Cranberry-Orange Buttermilk Scones

Waking up starving lately? Make these quick baked goods, which not only satisfy a sweet craving, but also deliver a hit of citrus (a boon for alleviating morning sickness) and cranberries (which guard against UTIs, something you're prone to during pregnancy). Yum!

Cranberry-Orange Buttermilk Scones
Servings: 12 Prep 15 mins Cook 10 mins Start to Finish 25 mins


  • 2 cups all-purpose flour
  • 1/4 cup plus 2 teaspoons sugar
  • 2 teaspoons baking powder
  • 1 teaspoon baking soda
  • 1/4 teaspoon salt
  • 3/4 cup dried cranberries
  • 2/3 cup plus 2 tablespoons low-fat buttermilk
  • 1/4 cup canola oil
  • 1 tablespoon grated orange zest
  • 1 large egg

Make It

1. Preheat oven to 400 degrees F.

2. In a large bowl, combine flour, 1/4 cup sugar, baking powder, baking soda and salt; stir in cranberries.

3. In a bowl, whisk 2/3 cup buttermilk, oil, zest and egg. Pour into flour mixture, stirring until combined.

4. Turn out onto floured surface; knead 5 or 6 times. Flatten to 9-inch round. With 2-inch wide glass, cut out 6 scones. Combine scraps and repeat. Place on baking sheet and sprinkle with remaining buttermilk and sugar.

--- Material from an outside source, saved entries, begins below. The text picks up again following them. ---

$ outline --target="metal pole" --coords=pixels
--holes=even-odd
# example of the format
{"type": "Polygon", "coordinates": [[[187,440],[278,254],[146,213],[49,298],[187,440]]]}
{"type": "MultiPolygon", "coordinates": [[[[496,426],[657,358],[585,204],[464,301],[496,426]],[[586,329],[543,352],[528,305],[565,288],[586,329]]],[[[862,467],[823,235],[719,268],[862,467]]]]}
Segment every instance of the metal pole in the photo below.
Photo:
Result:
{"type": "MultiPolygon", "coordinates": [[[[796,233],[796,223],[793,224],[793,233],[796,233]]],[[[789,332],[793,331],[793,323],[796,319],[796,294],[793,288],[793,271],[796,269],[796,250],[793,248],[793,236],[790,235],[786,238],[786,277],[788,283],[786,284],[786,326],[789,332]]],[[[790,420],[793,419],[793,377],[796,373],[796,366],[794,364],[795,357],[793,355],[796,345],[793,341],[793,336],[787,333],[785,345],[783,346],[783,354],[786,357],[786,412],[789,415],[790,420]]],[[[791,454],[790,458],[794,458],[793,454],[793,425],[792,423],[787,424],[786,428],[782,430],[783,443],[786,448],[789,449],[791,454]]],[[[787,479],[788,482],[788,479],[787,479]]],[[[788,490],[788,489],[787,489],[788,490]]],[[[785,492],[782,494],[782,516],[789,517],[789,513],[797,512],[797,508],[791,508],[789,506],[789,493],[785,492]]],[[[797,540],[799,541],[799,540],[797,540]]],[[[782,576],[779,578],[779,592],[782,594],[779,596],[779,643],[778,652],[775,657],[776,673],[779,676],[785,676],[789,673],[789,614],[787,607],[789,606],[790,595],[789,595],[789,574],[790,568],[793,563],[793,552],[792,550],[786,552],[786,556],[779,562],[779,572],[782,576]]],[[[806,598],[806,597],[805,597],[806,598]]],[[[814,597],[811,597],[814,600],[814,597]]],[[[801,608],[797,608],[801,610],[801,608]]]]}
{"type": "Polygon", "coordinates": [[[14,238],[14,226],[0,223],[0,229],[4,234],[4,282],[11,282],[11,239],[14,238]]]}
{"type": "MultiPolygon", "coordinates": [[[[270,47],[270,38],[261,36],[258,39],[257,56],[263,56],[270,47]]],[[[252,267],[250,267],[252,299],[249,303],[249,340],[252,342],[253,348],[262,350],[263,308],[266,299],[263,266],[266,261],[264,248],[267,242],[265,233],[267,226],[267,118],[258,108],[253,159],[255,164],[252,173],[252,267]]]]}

5. Bake 10 minutes until golden brown. Let cool on wire rack just until warm.

Nutrition Facts

Servings Per Recipe: 12; Amount Per Serving: cal. (kcal): 174, Fat, total (g): 6, sat. fat (g): 1, carb. (g): 28, fiber (g): 1, pro. (g): 3, Folate (µg): 41, sodium (mg): 250, calcium (mg): 80, iron (mg): 1, Percent Daily Values are based on a 2,000 calorie diet.